Tuesday, February 26, 2013

Uniform Locker Program at LCTA

I first learned of the Uniform Locker program at my daughter's local school during Kindergarten Prep orientation week. The PTA had sent a flyer to the parents in the K-Prep materials that the Uniform Locker would be open on the school playground after school pick up one afternoon that week.

I arrived to find that the PTA volunteers had set up boxes of uniform items on the picnic tables outside the school. The items were sorted by gender, size, and tops/bottoms. They also had a portable rack with a few dresses hanging on it. I, along with a few other moms, dug through the boxes. I found a few items that could supplement the items that I had already purchased for her to start the school year. They were selling gently used uniform items for $1 an item. I was happy to pay the nominal price.

I recently had a chance to interview Beverly Woolard, the social worker at Lyles Crouch Traditional Academy (LCTA) to learn more about the program. LCTA is a public school located in Alexandria, Virginia with approximately 425-450 children grades K -5. Ms. Woolard told me that the program was originally started by the PTA to assist families in need.

Rashmi Pappu is a PTA volunteer at the school and currently coordinates the program.  She also graciously took time to chat with me about the logistics of the program.  She told me that parents donate clean, gently used items throughout the year at the school office. The inventory is managed primarily by her and one other PTA volunteer.  They get together occasionally to sort through the donated items.  Based on what they already have and the condition of the items, some are passed along to other charities and only those in the best condition are kept for the locker program.  The clothes are stored in a storage room at the school.

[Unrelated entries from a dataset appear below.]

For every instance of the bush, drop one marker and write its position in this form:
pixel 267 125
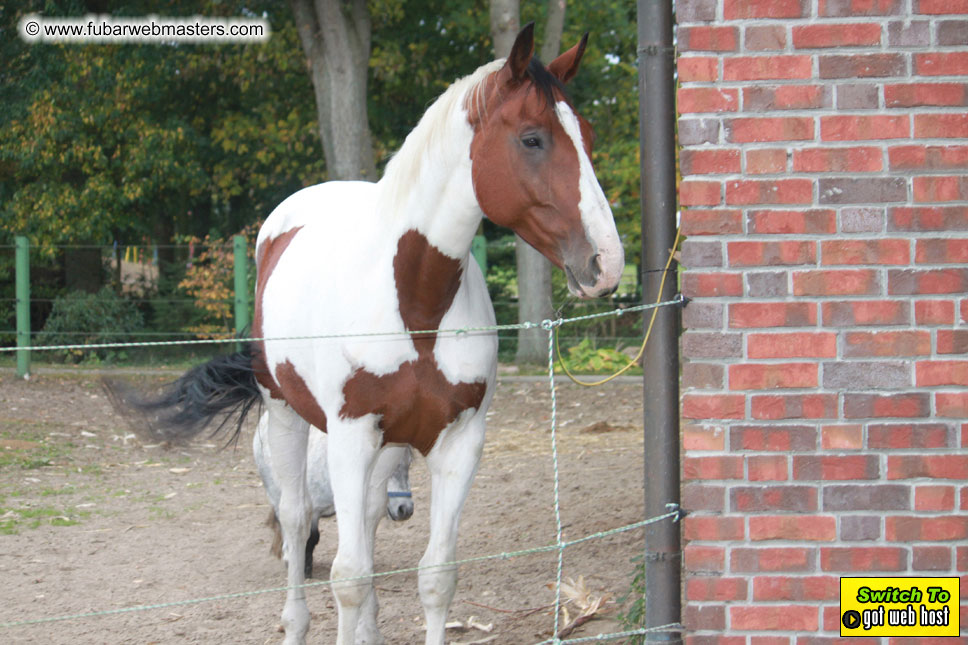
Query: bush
pixel 87 318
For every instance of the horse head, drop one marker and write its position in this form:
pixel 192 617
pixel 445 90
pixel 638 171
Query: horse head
pixel 531 167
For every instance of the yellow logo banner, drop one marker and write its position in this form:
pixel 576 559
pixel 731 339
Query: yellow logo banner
pixel 899 606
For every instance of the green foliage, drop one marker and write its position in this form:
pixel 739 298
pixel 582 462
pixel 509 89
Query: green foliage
pixel 586 358
pixel 86 318
pixel 633 617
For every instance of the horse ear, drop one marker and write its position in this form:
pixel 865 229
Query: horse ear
pixel 521 53
pixel 566 66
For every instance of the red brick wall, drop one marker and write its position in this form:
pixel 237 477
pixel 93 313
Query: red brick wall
pixel 825 377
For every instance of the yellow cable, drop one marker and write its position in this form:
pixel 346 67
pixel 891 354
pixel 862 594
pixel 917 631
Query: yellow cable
pixel 648 331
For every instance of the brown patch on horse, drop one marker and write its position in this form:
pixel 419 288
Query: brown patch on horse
pixel 298 395
pixel 267 257
pixel 416 402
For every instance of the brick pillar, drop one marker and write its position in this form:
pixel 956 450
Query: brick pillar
pixel 825 377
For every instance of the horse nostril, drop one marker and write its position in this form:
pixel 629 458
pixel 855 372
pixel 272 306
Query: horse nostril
pixel 595 266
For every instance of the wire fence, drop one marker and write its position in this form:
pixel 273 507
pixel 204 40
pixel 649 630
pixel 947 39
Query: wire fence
pixel 558 546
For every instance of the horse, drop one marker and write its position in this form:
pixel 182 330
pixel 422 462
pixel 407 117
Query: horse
pixel 359 289
pixel 399 499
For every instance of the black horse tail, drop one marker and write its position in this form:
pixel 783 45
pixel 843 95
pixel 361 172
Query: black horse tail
pixel 221 390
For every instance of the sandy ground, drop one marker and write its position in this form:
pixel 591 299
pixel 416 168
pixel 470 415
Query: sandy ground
pixel 92 520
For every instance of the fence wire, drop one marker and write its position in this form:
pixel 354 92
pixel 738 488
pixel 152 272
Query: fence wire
pixel 558 546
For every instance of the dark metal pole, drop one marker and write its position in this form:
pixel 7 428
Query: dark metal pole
pixel 661 366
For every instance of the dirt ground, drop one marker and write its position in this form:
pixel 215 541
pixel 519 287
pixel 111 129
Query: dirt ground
pixel 92 520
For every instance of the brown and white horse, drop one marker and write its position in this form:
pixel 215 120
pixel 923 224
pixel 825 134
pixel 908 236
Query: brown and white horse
pixel 343 258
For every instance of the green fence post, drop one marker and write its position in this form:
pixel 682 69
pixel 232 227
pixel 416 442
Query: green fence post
pixel 241 286
pixel 22 263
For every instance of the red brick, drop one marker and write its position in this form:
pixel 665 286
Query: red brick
pixel 863 159
pixel 698 69
pixel 699 497
pixel 931 558
pixel 906 405
pixel 934 498
pixel 710 438
pixel 755 254
pixel 934 312
pixel 717 529
pixel 696 221
pixel 706 99
pixel 715 589
pixel 792 345
pixel 927 157
pixel 853 8
pixel 704 559
pixel 759 376
pixel 951 404
pixel 700 193
pixel 856 558
pixel 907 436
pixel 772 314
pixel 941 251
pixel 705 161
pixel 726 467
pixel 766 161
pixel 780 588
pixel 933 373
pixel 940 126
pixel 762 68
pixel 739 9
pixel 836 35
pixel 887 343
pixel 712 285
pixel 838 282
pixel 774 618
pixel 764 38
pixel 863 127
pixel 926 94
pixel 784 222
pixel 862 65
pixel 940 7
pixel 933 466
pixel 709 38
pixel 765 129
pixel 922 529
pixel 767 98
pixel 772 559
pixel 772 438
pixel 842 437
pixel 941 64
pixel 906 282
pixel 773 498
pixel 835 252
pixel 794 406
pixel 713 406
pixel 769 191
pixel 767 468
pixel 799 528
pixel 865 313
pixel 835 467
pixel 940 189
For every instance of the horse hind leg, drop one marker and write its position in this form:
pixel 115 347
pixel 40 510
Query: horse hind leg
pixel 453 464
pixel 287 441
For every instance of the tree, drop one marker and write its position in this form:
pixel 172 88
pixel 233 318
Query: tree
pixel 533 269
pixel 335 37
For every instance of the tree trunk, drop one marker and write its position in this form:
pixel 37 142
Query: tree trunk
pixel 534 271
pixel 335 37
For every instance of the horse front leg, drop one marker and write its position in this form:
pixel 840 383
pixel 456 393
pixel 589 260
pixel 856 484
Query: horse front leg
pixel 453 463
pixel 287 442
pixel 353 448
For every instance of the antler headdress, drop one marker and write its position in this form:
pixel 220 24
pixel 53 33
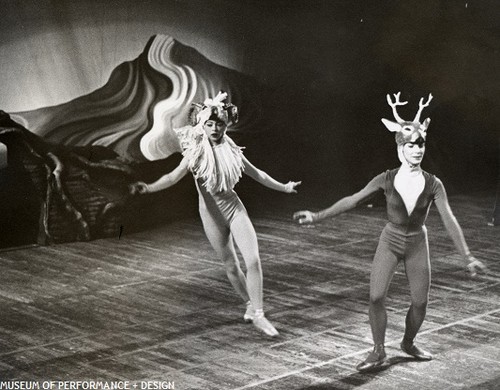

At several points during the year, PTA volunteers advertise when the Uniform Locker will be open. They advertise through the blast email to PTA members several times at the beginning of the school year and at the beginning of each season.  They then put out a call to for additional volunteers to staff the program during the advertised times.  Items are offered for $1 a bag!  Ms. Pappu said they may make $75 a day and the money is donated back to the PTA. 

Ms. Woolard, as the school's social worker, is provided access to the locker year round. Parents can contact her at any time during the year if they are in need of uniform items for their child. She is appreciative of the special PTA fund that allows her to supplement locker items with new items primarily for students living in the local homeless shelters. She also mentioned that in the past local businesses and a church had donated new items or funds for the program. 

My daughter is already growing out of the items we got at the beginning of the school year and some have barely been worn. So we'll soon be making our first donations into the program. Many of the higher quality items can outlast our children that grow so quickly.  For financial reasons, for environmental reasons, or  simply for convenience, uniform exchange simply makes sense to me for folks of all socioeconomic backgrounds.  Ms. Pappu said that although some families donate shoes, they redonate them to other charities. Instead, they opt to purchase new shoes for families in need. I'll personally keep that in mind during my shopping or at a BOGO sale to make an additional donation to the program.